I liked the idea of a tech based worker union, instead of a narrower industry one, after all tech employees exist, in large numbers, in several companies and industry outside of say Google and Intel but this… this article makes it sound like they’re not really addressing the complaints. The be no evil, Muslim database, and strengthening positions against Trump don’t really seem to address the complaints the gaming employees have.

I totally get that someone fresh out of college probably doesn’t want to go work for a company that’s going to create the next Jewish hit-list and mimic the Nazis 21st century style, but this doesn’t really address the issues of working 100 hour weeks like it’s normal, like hard crunch just happens, all the time, by design. That’s just shit project managing. Sure things happen and we all get there once in awhile, but not as many other industries have spouses writing letters about it. This whole work yourself as quickly as you can to the next lay-off seems piss poor too.

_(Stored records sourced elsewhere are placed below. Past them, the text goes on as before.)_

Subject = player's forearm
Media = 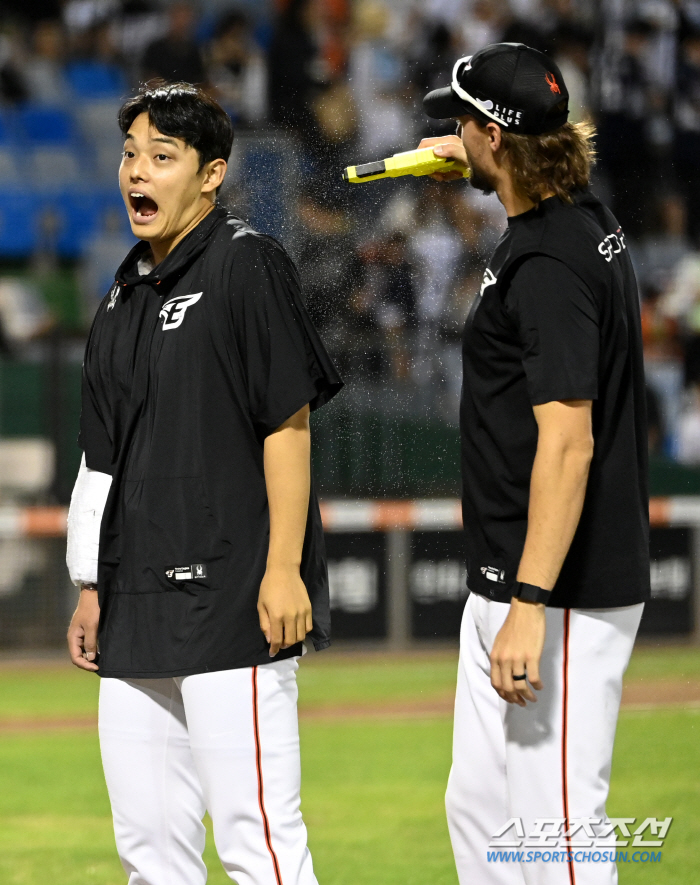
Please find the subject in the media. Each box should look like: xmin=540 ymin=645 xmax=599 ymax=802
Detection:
xmin=264 ymin=406 xmax=311 ymax=569
xmin=517 ymin=434 xmax=593 ymax=590
xmin=66 ymin=455 xmax=112 ymax=586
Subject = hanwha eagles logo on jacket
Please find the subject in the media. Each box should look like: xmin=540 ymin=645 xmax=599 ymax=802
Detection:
xmin=159 ymin=292 xmax=204 ymax=332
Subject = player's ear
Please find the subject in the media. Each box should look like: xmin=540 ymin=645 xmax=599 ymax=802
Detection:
xmin=202 ymin=158 xmax=228 ymax=194
xmin=486 ymin=123 xmax=502 ymax=154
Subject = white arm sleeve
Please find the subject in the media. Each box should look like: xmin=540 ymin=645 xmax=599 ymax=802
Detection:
xmin=66 ymin=455 xmax=112 ymax=586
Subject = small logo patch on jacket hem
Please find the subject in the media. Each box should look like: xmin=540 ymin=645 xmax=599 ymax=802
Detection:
xmin=165 ymin=562 xmax=207 ymax=581
xmin=479 ymin=565 xmax=506 ymax=584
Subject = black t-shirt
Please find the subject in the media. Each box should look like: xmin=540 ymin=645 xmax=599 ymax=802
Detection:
xmin=460 ymin=192 xmax=649 ymax=608
xmin=80 ymin=209 xmax=342 ymax=677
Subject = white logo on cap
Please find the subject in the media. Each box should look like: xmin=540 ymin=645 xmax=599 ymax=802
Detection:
xmin=452 ymin=55 xmax=522 ymax=129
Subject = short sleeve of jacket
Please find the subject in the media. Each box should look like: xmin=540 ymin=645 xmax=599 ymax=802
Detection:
xmin=505 ymin=255 xmax=600 ymax=406
xmin=78 ymin=310 xmax=113 ymax=475
xmin=231 ymin=235 xmax=343 ymax=436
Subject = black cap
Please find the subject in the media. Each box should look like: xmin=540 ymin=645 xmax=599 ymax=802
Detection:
xmin=423 ymin=43 xmax=569 ymax=135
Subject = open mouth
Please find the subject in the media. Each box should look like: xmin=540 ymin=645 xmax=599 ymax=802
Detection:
xmin=129 ymin=191 xmax=158 ymax=223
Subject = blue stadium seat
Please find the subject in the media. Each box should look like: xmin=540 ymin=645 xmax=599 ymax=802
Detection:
xmin=17 ymin=105 xmax=75 ymax=145
xmin=37 ymin=189 xmax=99 ymax=258
xmin=66 ymin=61 xmax=128 ymax=98
xmin=0 ymin=189 xmax=37 ymax=258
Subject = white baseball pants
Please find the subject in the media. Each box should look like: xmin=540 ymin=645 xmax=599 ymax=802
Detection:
xmin=446 ymin=593 xmax=644 ymax=885
xmin=99 ymin=659 xmax=317 ymax=885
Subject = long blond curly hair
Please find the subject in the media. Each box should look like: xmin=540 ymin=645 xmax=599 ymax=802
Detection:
xmin=501 ymin=121 xmax=595 ymax=203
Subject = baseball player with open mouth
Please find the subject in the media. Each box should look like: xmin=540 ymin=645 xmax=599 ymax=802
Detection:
xmin=68 ymin=83 xmax=342 ymax=885
xmin=421 ymin=44 xmax=649 ymax=885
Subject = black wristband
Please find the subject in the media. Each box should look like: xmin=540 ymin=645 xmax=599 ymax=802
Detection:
xmin=513 ymin=581 xmax=552 ymax=605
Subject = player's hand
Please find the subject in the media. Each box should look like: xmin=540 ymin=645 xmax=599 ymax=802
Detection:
xmin=258 ymin=565 xmax=313 ymax=658
xmin=418 ymin=135 xmax=469 ymax=181
xmin=490 ymin=599 xmax=546 ymax=707
xmin=68 ymin=590 xmax=100 ymax=672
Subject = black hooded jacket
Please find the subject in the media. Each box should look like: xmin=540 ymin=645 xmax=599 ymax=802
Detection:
xmin=80 ymin=208 xmax=342 ymax=678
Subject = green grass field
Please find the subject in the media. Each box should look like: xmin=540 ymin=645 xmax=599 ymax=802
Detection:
xmin=0 ymin=649 xmax=700 ymax=885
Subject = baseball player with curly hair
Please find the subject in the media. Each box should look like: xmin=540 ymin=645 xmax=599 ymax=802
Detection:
xmin=421 ymin=44 xmax=649 ymax=885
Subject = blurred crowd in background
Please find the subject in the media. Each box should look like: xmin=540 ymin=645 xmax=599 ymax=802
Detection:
xmin=0 ymin=0 xmax=700 ymax=480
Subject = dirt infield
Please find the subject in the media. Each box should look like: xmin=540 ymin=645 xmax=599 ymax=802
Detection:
xmin=0 ymin=679 xmax=700 ymax=735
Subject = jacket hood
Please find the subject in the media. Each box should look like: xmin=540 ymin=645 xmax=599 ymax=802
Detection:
xmin=114 ymin=206 xmax=228 ymax=286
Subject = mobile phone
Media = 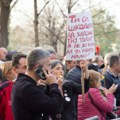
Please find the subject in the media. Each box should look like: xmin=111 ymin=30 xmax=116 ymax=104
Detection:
xmin=35 ymin=65 xmax=46 ymax=80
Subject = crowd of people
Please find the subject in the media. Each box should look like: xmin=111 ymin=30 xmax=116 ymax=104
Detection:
xmin=0 ymin=47 xmax=120 ymax=120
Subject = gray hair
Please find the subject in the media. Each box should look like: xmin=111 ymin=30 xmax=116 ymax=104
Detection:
xmin=108 ymin=54 xmax=120 ymax=67
xmin=27 ymin=49 xmax=50 ymax=71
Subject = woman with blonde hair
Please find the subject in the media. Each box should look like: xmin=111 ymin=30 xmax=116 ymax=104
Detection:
xmin=78 ymin=70 xmax=118 ymax=120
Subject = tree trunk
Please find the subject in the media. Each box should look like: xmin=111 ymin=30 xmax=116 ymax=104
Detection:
xmin=64 ymin=0 xmax=72 ymax=56
xmin=0 ymin=0 xmax=10 ymax=48
xmin=34 ymin=0 xmax=39 ymax=47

But yeah a wider net would certainly help.

Well this could be tricky for anyone. You could be able to go anywhere this year and five -ten years from now not as hot.

But here’s the thing. We’re experiencing record low unemployment. There are more jobs open than bodies to fill them. There is a ton of skills out there, lots of experience and fresh and energetic eyes coming of educational programs. This should be one of the best time for a lot of employees to really have a position of power, have the stronger position with their employer. If they don’t have that, like most of gaming employees don’t have that… I don’t see it improving when we hit our downturn. I mean… if not now, when?

He probably just had a bad run experiencing multiple project cancellations and layoffs in a row.

That said, I thought one big issue associated with crunch was experienced or senior people leaving the industry due to burn out, so are those people filling the many studio vacancies mostly new to the industry?

Yes, forget all the other stuff in the link. The point I was sharing is that Unions usually work around industries much larger than the Game industry. It’s a function of skillsets on a very large scale. That is how they work, historically. Telecommunications Workers, for instance.

When I say effective in this context - where management is incompetent - I mean purely in mental health and personal productivity terms. Each individual will undoubtedly be able to do a better job if they have a modicum of job security and decent working conditions, and if management is so terrible that those employees still can’t accomplish anything collectively, at least their lives won’t be wrecked along the way.